- VivaNews/Tri Saputro
VIVAnews - Kepala Badan Reserse dan Kriminal Polri Komisaris Jenderal Polisi Sutarman membantah Ketua Komisi Pemilihan Umum Abdul Hafiz Anshary sudah menjadi tersangka dalam kasus surat palsu Mahkamah Konstitusi terkait kasus sengketa suara Pilkada di Halmahera Barat, Maluku Utara. Namun, Kejaksaan Agung merilis pernyataan sebaliknya.
Ketua Pusat Penerangan dan Hukum Kejaksaan Agung Nur Rochmat mengungkapkan pihaknya telah menerima Surat Pemberitahuan Dimulai Penyidikan (SPDP) kasus tersebut. "Penyidikan terhadap tersangka AHA," kata Rochmat kepada wartawan, Selasa 11 Oktober 2011.
Saat ditegaskan inisial tersebut merujuk pada Abdul Hafiz Anshary, Rochmad tidak membantah. "Tapi, dalam SPDP tidak ada jabatan yang bersangkutan (sebagai Ketua KPU)," jelasnya.
Dia menambahkan bahwa kasus ini masuk penyidikan sejak 27 Juli 2011 dan Kejaksaan Agung telah menerima berkas pada 15 Agustus 2011.
"Kalau masalah substansi perkara, hasil penyidikan, perkembangannya seperti apa, lebih bagus koordinasi dengan Mabes Polri. Tapi intinya, benar kami sudah menerima SPDP," jelasnya.
Ketua KPU Pusat dilaporkan dalam kasus sengketa suara di Halmahera Barat. Sutarman menegaskan, hingga saat ini polisi belum juga memeriksa pelapor. "Belum, saksinya dulu. Seperti apa laporannya, kami periksa dulu," kata dia.

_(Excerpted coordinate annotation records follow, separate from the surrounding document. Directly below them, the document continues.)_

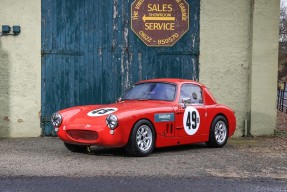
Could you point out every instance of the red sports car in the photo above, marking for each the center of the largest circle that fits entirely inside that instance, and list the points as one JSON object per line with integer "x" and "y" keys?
{"x": 153, "y": 113}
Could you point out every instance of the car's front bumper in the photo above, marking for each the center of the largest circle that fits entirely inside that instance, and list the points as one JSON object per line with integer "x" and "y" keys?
{"x": 92, "y": 136}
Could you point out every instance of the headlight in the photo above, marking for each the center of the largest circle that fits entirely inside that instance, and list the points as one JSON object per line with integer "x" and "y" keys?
{"x": 112, "y": 121}
{"x": 56, "y": 119}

Pernyataan ini berbeda dengan yang disampaikan Wakil Jaksa Agung Darmono kemarin. Menurut Darmono, Ketua KPU Pusat ditetapkan sebagai tersangka oleh penyidik Badan Reserse Kriminal Markas Besar Polri pada 15 Agustus 2011 lalu. "Ya betul sesuai SPDP yang kami terima tanggal 15 Agustus yang lalu," kata Wakil Jaksa Agung Darmono melalui pesan singkat kepada VIVAnews.com, Senin 10 Oktober 2011.

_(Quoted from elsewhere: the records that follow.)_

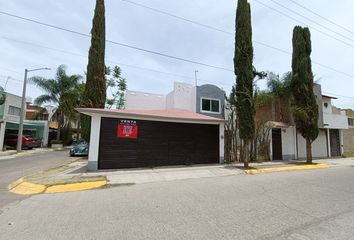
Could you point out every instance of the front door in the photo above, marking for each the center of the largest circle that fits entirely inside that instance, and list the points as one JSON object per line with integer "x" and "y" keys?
{"x": 335, "y": 142}
{"x": 276, "y": 144}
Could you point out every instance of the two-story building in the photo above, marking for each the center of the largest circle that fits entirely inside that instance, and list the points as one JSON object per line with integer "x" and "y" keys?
{"x": 348, "y": 134}
{"x": 288, "y": 144}
{"x": 183, "y": 127}
{"x": 10, "y": 117}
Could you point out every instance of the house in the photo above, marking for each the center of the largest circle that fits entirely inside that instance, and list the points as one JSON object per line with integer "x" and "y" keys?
{"x": 288, "y": 144}
{"x": 10, "y": 117}
{"x": 183, "y": 127}
{"x": 348, "y": 134}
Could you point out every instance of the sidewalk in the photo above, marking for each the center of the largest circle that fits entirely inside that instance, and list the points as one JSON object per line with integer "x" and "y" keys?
{"x": 9, "y": 154}
{"x": 74, "y": 176}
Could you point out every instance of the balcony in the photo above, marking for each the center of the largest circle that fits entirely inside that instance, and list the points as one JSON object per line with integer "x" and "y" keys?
{"x": 335, "y": 121}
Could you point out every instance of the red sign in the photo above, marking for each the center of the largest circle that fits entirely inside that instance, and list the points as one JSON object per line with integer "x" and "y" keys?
{"x": 127, "y": 129}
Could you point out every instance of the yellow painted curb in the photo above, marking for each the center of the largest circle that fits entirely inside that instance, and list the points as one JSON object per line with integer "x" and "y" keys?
{"x": 73, "y": 187}
{"x": 288, "y": 168}
{"x": 28, "y": 188}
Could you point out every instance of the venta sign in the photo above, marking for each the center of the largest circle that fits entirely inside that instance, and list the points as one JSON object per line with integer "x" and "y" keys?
{"x": 127, "y": 129}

Penetapan tersangka Abdul Hafiz tertuang dalam Surat Perintah Dimulainya Penyidikan (SPDP) dengan nomor Spdp.No.B./81-DP/VII/2011/Dit.Tipidum. Menurut Direktur Satuan Pidana Umum Badan Reserse Kriminal Mabes Polri, Brigadir Jenderal Polisi Agung Sabar Santoso, kasus ini masih dalam proses penyidikan.
Kemelut panjang Pilkada Maluku Utara berawal dari adanya sengketa hasil penghitungan hasil Pilkada Maluku Utara di tiga kecamatan di Kabupaten Halmahera Barat pada November 2007. Sengketa suara itu tidak bisa diselesaikan KPU di tingkat provinsi sehingga diambil alih oleh KPU Pusat.
KPU Pusat melakukan penghitungan hasil Pilkada Maluku Utara dan menetapkan pasangan Abdul Gafur-Aburrahim Fabanyo sebagai pemenang Pilkada Maluku Utara. Pengambilalihan ini tidak menyelesaikan masalah dan malah berbuntut sengketa.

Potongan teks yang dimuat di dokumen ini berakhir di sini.